Dicho todo esto, y sabiendo que para los de mi generación, ya estamos en el futuro, lo que mas me llama la atención, como viajero, de la vida en la ciudad, no son los semáforos (que ya los conocía, no se rían), ni el tranvía (que ya lo conocían nuestros mayores), ni las bicis (que también estaban entonces, pero dentro de los bares aunque esa es otra historia), ni tan siquiera que parezca que el otro lado del río ahora tiene vida; sino la gente.  A su físico me refiero.

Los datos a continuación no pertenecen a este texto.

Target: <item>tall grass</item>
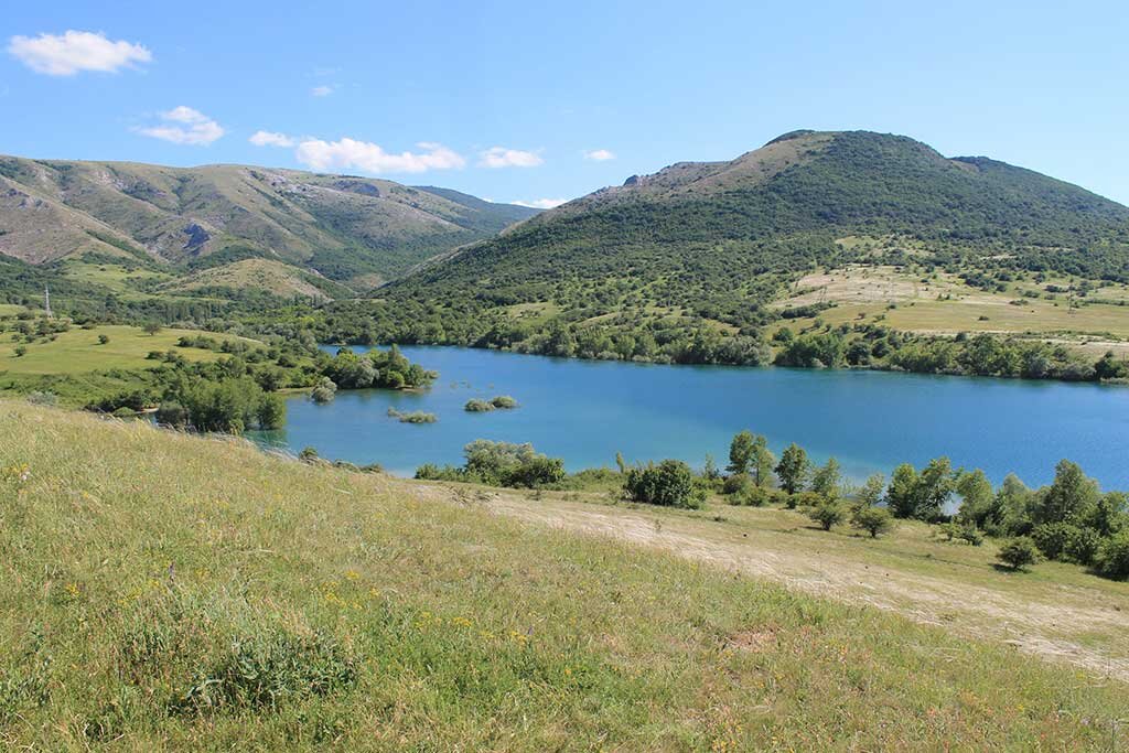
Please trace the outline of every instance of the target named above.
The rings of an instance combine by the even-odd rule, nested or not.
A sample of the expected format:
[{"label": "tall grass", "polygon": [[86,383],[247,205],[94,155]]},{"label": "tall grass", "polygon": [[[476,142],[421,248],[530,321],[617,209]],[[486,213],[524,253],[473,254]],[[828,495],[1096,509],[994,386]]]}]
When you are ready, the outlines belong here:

He podido con todo sin sorprenderme.  Superé los pantalones cagados.  Que cualquiera lleve una coleta o rasta.  Que las camisetas de los Ramones hayan sido armas de venta masiva.  El flequillo hasta los ojos que ha vuelto ahora.  La desaparición de las tribus urbanas que durante dos décadas fueron tradicionales.  Las camisetas de leñador.  Incluso los calzoncillos a la vista.  He sido fuerte y he superado todo ello.  Pero mi capacidad de no inmutación estalló en mil pedazos en el concierto, cuando aparecieron ante mí, como salidos de un televisor, todos los hippsters de Zaragoza.  No recuerdo ver en toda la tarde-noche a una sola persona que rondara los treinta años sin su barba.  Larga.  Lo mas larga posible. Y sin sus gafas de pasta.  Sospecho que me debí de cruzar con al menos un centenar de admiradores de Berto Romero.  Fue entonces, seis medianas después, cuando terminé de ver la luz, y cual Paco Martinez Soria, ví que yo, amo y señor del Royo, conde del Casco y primer habitante de la zona Universidad, me había convertido en un cateto.  Saqué las orejas por fuera de la boina cuando terminó el concierto y dije: Primo, vámonos que esto no es pa mí.

POSTDATAS VARIAS:

– No es necesario decir que los únicos cuatro asistentes al concierto sin barba éramos nosotros, los del pueblo.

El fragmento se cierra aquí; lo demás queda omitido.